Risk-Adjusted Performance

Good

 
Weak
 
Strong
Compared to the overall equity markets, risk-adjusted returns on investments in Pure Storage are ranked lower than 11 (%) of all global equities and portfolios over the last 90 days. Despite nearly inconsistent basic indicators, Pure Storage reported solid returns over the last few months and may actually be approaching a breakup point.

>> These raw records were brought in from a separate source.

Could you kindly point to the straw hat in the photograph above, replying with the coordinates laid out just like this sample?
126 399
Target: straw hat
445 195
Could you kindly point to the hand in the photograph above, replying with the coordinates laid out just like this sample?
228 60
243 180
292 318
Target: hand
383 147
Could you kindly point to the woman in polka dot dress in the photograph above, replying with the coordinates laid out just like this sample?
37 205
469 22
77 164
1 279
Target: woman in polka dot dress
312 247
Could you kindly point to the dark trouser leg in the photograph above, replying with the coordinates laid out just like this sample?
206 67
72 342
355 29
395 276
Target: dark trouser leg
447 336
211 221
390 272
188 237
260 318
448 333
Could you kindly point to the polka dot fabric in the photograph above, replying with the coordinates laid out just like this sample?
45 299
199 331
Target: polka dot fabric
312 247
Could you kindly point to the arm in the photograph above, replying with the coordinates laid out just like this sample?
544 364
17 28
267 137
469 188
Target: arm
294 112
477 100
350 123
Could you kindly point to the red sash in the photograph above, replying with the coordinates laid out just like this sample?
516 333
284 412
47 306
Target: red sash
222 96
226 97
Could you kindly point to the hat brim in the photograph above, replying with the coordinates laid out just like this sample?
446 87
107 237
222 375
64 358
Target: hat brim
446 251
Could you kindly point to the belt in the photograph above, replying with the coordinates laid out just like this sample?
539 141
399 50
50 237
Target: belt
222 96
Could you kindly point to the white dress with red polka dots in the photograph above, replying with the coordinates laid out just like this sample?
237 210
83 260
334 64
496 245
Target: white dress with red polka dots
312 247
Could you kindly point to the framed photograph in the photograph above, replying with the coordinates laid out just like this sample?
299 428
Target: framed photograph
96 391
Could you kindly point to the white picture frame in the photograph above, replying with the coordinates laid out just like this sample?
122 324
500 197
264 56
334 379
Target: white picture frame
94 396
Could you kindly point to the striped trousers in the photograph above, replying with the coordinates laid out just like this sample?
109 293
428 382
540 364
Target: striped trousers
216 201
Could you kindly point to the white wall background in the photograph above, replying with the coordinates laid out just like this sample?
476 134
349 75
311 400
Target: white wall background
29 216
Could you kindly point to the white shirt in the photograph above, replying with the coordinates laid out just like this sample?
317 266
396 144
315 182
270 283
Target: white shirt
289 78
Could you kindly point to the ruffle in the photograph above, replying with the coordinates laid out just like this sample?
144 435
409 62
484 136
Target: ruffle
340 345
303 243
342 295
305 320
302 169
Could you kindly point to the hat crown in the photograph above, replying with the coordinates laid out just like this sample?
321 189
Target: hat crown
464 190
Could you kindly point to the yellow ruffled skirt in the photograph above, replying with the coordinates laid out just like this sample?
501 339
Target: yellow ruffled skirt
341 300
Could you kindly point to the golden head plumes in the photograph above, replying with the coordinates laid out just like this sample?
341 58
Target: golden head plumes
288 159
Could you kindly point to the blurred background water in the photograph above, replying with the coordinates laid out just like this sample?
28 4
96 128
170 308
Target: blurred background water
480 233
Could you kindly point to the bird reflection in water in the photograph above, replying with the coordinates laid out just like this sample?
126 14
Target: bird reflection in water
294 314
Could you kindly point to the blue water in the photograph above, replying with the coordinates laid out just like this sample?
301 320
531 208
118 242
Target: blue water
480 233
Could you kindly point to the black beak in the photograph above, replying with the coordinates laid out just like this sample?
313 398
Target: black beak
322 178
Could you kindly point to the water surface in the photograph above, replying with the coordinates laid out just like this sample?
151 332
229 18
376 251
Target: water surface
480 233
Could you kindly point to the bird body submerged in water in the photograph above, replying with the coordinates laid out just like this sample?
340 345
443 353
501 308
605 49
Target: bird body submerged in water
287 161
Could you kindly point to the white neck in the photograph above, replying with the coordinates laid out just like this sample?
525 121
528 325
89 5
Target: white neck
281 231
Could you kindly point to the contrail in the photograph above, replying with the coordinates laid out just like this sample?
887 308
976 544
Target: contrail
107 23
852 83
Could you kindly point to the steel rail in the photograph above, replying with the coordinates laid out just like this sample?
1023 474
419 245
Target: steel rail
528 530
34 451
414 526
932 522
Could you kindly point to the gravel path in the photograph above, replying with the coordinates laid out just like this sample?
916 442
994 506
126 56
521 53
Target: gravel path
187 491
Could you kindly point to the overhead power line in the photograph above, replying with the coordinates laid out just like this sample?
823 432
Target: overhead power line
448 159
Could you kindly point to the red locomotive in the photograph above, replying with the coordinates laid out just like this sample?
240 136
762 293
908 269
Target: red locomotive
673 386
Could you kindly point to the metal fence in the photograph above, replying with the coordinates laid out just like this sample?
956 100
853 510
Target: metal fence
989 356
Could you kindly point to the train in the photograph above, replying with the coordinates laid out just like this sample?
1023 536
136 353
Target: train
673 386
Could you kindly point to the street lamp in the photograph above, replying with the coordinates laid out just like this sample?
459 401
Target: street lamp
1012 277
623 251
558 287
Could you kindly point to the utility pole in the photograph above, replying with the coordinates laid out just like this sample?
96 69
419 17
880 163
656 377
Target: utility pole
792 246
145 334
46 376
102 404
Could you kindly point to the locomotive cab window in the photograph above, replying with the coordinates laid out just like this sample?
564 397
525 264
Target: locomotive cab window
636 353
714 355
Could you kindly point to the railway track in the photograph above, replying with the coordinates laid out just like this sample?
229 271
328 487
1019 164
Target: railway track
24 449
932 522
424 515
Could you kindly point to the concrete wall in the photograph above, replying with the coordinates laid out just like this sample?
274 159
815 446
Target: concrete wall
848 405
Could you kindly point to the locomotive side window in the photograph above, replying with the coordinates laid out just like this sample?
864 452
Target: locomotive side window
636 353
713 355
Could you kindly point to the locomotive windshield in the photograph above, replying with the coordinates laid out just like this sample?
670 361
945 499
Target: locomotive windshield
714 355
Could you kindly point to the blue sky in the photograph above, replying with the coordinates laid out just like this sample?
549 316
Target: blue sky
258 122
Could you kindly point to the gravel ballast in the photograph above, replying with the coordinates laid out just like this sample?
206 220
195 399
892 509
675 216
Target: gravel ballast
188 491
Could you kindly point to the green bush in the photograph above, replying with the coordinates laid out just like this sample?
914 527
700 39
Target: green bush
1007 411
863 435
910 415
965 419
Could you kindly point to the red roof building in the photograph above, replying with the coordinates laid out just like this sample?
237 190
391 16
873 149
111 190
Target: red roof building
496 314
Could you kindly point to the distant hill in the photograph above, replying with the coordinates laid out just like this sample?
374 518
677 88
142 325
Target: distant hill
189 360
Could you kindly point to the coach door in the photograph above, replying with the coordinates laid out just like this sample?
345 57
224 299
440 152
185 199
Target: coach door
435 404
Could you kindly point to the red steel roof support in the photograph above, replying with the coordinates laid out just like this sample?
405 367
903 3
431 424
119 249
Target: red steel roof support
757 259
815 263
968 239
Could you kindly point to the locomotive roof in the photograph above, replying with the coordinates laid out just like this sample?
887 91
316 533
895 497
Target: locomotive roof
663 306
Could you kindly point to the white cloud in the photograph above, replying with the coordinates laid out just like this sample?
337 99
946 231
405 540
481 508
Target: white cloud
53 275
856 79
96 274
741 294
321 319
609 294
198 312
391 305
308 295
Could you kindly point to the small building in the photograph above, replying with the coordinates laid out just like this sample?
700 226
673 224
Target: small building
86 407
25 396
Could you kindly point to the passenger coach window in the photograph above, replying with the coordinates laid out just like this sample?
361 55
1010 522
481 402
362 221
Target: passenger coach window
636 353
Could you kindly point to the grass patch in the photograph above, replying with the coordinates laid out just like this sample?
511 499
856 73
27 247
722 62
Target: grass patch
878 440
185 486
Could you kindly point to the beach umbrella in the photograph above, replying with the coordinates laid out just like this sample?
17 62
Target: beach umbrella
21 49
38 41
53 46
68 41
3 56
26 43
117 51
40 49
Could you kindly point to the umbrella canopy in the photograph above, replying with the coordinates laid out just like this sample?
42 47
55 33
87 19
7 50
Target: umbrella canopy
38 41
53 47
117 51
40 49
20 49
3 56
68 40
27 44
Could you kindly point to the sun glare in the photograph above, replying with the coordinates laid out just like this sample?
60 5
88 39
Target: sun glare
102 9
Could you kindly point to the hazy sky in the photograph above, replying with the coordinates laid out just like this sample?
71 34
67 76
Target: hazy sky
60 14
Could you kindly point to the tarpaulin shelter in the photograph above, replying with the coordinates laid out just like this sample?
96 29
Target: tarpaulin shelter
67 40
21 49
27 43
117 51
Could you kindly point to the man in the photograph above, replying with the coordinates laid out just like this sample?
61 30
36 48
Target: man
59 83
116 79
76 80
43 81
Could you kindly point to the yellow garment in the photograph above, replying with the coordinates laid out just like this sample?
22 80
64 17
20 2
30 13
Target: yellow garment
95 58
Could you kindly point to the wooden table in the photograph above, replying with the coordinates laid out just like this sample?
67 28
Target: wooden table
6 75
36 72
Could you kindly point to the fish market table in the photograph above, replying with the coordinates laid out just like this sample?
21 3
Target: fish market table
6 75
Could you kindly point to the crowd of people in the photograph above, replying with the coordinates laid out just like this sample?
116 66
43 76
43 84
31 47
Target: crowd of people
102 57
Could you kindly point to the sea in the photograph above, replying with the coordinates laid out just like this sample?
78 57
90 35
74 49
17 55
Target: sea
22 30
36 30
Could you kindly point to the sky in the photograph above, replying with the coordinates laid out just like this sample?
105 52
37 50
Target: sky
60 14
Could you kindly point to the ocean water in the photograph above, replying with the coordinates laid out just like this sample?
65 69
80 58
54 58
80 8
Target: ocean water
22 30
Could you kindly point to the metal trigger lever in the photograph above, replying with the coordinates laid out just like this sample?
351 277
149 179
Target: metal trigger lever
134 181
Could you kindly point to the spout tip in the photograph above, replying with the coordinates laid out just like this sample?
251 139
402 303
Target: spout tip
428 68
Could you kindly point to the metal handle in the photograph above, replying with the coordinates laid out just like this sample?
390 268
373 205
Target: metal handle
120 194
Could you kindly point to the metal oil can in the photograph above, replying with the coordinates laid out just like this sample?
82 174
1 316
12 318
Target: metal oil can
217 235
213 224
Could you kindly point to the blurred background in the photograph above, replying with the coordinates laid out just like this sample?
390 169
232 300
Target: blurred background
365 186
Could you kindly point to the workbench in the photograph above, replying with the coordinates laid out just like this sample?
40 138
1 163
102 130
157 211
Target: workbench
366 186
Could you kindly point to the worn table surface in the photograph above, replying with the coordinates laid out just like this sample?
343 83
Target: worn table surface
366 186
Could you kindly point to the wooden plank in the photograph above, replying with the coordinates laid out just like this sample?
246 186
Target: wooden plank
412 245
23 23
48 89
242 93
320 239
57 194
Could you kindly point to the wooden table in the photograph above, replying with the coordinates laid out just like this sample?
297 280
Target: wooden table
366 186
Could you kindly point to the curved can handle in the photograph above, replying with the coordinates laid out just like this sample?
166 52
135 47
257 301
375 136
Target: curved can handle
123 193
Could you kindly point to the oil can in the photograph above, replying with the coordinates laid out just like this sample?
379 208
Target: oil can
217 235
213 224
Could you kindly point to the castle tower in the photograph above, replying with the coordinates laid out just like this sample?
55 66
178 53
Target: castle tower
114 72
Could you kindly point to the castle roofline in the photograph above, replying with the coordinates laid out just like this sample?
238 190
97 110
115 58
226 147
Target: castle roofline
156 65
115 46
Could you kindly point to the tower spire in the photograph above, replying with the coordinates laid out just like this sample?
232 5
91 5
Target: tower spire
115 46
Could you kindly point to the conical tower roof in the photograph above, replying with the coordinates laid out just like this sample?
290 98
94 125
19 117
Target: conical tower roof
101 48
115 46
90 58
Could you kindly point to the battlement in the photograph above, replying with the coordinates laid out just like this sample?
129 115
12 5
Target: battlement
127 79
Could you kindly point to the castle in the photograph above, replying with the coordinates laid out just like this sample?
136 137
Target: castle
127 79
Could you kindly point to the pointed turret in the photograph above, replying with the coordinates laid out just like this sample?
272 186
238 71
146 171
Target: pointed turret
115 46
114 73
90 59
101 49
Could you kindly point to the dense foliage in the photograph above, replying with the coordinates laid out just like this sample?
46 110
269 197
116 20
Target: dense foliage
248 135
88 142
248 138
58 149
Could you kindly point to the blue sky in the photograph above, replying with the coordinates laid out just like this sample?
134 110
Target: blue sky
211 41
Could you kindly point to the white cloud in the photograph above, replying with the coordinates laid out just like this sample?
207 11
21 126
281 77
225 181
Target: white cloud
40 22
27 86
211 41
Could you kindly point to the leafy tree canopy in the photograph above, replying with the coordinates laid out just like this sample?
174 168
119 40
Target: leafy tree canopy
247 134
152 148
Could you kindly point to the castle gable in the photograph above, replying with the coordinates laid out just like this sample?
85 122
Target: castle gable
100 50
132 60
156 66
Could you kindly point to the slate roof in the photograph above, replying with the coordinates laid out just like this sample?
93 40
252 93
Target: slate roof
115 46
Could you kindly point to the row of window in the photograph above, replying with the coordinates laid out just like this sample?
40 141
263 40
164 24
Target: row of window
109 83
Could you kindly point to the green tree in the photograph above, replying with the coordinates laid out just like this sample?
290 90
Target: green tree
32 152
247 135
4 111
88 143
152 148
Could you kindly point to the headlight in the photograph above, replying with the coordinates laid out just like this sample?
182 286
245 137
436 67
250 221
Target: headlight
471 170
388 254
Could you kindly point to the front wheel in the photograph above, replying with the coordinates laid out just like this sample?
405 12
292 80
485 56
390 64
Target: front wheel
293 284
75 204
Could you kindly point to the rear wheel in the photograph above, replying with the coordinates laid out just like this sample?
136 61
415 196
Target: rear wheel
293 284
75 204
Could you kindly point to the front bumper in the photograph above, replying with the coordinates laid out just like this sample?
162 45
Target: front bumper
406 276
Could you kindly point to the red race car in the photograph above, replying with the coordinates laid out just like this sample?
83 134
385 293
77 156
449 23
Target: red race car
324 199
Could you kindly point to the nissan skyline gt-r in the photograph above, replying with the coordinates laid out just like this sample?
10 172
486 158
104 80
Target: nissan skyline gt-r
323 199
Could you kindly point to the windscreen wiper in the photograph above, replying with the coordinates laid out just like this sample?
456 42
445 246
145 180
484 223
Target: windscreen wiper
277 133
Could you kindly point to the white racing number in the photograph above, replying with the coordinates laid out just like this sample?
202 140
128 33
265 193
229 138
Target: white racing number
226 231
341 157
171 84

Super Micro and Pure Storage Volatility Contrast

   Predicted Return Density   
       Returns  

Pair Trading with Super Micro and Pure Storage

The main advantage of trading using opposite Super Micro and Pure Storage positions is that it hedges away some unsystematic risk. Because of two separate transactions, even if Super Micro position performs unexpectedly, Pure Storage can make up some of the losses. Pair trading also minimizes risk from directional movements in the market. For example, if an entire industry or sector drops because of unexpected headlines, the short position in Pure Storage will offset losses from the drop in Pure Storage's long position.
The idea behind Super Micro Computer and Pure Storage pairs trading is to make the combined position market-neutral, meaning the overall market's direction will not affect its win or loss (or potential downside or upside). This can be achieved by designing a pairs trade with two highly correlated stocks or equities that operate in a similar space or sector, making it possible to obtain profits through simple and relatively low-risk investment.
Check out your portfolio center.
Note that this page's information should be used as a complementary analysis to find the right mix of equity instruments to add to your existing portfolios or create a brand new portfolio. You can also try the Funds Screener module to find actively-traded funds from around the world traded on over 30 global exchanges.